METHODS AND RESULTS:
Four known compounds, 5-Hydroxyflavone (1), 2'-Hydroxyflavanone (2), Paeonol (3) and bergenin (4), were isolated from the methanolic extract of the stem bark of Garcinia malaccensis for the first time through combination of vacuum and radial chromatography techniques. The structures of the secondary metabolites (1-4) were elucidated on the basis of their spectroscopic evidence and comparison with the published data. All isolated compounds exhibited inhibition of platelet aggregation in human whole blood which induced by arachidonic acid (AA), adenosine diphosphate (ADP) and collagen.
CONCLUSIONS:
2'-Hydroxyflavanone (2) showed inhibitory effect on platelet aggregation caused by two inducers with IC50 47.8± 2.1 AA and 147.2 ± 4.1 ADP.

Journal of Gastroenterology & Hepatology, 2016, 31(5):1045-1051.

2'-Hydroxyflavanone ameliorates mesenteric angiogenesis and portal-systemic collaterals in rats with liver fibrosis.[Pubmed: 26474184]

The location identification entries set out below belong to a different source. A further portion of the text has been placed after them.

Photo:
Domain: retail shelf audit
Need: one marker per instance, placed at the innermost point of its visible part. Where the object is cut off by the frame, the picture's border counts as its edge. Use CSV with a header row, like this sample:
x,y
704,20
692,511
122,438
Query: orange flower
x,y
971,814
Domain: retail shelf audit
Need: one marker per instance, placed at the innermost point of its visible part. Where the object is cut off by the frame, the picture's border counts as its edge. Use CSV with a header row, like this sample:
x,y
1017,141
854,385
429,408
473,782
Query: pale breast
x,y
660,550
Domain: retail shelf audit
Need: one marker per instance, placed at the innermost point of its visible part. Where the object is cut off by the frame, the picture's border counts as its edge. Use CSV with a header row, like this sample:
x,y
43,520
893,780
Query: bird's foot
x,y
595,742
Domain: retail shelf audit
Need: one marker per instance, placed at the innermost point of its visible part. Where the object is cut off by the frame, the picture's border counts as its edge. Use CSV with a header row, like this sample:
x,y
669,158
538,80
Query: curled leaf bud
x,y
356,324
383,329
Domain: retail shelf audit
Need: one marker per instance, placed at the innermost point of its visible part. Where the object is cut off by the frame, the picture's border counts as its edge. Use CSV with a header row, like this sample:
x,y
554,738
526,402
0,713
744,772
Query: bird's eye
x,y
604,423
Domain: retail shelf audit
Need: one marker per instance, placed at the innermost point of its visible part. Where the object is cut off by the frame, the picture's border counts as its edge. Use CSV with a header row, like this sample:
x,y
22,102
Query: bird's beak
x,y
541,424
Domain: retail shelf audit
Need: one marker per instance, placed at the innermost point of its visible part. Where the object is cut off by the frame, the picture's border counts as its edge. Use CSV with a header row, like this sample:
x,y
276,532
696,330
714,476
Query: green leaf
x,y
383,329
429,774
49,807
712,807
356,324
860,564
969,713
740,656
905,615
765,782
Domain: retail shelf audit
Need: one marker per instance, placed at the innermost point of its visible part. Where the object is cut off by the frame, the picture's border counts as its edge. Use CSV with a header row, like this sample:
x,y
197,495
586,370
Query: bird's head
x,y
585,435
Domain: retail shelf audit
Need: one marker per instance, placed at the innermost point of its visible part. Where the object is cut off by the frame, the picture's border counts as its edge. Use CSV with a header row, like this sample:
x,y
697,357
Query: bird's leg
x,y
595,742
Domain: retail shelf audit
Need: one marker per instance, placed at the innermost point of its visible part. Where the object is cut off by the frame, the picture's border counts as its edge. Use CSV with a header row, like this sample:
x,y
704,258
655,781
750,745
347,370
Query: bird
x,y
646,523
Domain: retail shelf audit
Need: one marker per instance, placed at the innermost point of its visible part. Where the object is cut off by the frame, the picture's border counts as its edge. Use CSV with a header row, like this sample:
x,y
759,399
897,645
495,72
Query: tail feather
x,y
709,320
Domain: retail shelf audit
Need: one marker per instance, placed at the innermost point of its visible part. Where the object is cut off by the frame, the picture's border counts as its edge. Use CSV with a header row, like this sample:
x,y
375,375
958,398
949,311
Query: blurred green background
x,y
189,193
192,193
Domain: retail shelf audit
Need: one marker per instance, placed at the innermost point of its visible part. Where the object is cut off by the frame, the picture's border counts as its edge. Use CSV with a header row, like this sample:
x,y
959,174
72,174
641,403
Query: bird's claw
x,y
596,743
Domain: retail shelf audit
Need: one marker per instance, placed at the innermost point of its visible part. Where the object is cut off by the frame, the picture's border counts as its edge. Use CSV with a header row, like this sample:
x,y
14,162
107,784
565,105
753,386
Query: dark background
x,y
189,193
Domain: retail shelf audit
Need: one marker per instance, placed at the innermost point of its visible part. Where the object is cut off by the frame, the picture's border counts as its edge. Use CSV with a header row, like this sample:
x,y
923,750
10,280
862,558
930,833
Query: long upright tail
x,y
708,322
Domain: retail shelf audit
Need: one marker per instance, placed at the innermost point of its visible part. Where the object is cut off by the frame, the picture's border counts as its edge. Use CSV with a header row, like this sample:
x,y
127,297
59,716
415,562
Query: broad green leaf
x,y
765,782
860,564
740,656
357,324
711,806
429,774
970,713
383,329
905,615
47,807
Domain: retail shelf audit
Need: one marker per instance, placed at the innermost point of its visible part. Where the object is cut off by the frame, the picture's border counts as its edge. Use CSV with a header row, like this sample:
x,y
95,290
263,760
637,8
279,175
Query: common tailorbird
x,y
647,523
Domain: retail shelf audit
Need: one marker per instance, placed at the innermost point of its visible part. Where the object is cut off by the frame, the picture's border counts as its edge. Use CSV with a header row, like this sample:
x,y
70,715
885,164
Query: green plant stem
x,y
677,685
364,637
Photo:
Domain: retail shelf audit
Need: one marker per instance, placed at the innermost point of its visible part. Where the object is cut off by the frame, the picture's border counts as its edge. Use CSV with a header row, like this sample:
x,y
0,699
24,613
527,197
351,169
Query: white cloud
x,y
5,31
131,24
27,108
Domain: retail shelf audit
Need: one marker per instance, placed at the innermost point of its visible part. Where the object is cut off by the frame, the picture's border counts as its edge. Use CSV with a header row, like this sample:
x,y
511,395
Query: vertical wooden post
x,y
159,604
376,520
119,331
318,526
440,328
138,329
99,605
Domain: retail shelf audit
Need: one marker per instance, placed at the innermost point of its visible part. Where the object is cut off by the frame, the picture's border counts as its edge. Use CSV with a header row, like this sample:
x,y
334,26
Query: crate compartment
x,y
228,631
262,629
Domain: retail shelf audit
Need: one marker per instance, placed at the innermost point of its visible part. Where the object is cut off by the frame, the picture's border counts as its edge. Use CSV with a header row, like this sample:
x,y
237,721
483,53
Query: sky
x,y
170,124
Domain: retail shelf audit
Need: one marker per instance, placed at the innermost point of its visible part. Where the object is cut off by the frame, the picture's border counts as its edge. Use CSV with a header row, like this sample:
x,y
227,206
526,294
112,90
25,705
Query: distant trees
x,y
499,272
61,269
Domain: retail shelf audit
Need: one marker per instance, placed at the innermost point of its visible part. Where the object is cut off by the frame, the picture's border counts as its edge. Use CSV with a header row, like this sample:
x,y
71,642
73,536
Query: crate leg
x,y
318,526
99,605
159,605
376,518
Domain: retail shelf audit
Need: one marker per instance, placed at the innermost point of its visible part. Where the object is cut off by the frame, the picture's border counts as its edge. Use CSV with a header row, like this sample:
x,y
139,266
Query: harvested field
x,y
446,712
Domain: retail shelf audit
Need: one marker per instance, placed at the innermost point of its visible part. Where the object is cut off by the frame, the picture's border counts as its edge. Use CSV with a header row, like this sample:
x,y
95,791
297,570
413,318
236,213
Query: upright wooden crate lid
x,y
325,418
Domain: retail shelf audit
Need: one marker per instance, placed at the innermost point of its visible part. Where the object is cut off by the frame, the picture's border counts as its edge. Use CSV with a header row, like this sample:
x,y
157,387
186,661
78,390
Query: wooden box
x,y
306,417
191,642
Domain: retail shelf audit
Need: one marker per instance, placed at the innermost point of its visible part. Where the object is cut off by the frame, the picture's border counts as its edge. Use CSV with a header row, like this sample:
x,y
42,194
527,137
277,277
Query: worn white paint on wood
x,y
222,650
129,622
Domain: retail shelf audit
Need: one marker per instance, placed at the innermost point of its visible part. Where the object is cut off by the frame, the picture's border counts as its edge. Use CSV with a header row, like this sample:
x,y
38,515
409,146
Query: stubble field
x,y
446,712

Portal-systemic collaterals lead to dreadful consequences in patients with cirrhosis. Angiogenesis participates in the development of liver fibrosis, hyperdynamic circulation, and portal-systemic collaterals. 2'-Hydroxyflavanone (2'-HF), one of the citrus fruits flavonoids, is known to have antiangiogenesis effect without adverse response. However, the relevant effects in liver fibrosis have not been surveyed.
METHODS AND RESULTS:
Male Wistar rats received thioacetamide (TAA, 100 mg/kg tiw, i.p.) for 6 weeks to induce liver fibrosis. On the 29th to 42nd day, rats randomly received 2'-HF (100 mg/kg, qod, i.p.) or vehicle (corn oil). On the 43rd day, after hemodynamic measurements, the followings were surveyed: (i) severity of collaterals; (ii) mesenteric angiogenesis; (iii) mesenteric proangiogenic factors protein expressions; (iv) Mesenteric vascular endothelial cells apoptosis; and (v) Mesenteric expressions of proteins regulating apoptosis. Compared with the vehicle group, 2'-HF did not significantly change body weight, mean arterial pressure, heart rate, and portal pressure in TAA rats. 2'-HF significantly alleviated the severity of collaterals, but the mesenteric phospho-ERK, ERK, phospho-Akt, Akt, COX1, COX2, VEGF, and VEGFR-2 protein expressions were not altered. The apoptotic index of 2'-HF group was significantly higher and the mesenteric protein expressions of pro-apoptotic factors, NFkB 50, NFkB 65, Bax, phospho-p53, 17 kD cleaved caspase 3, and 17 kD casepase 3 were up-regulated.
CONCLUSIONS:
2'-HF does not influence the hemodynamics but alleviated the severity of collaterals in rats with liver fibrosis and early portal hypertension. This is, at least partly, attributed to enhanced apoptosis of mesenteric vascular endothelial cells.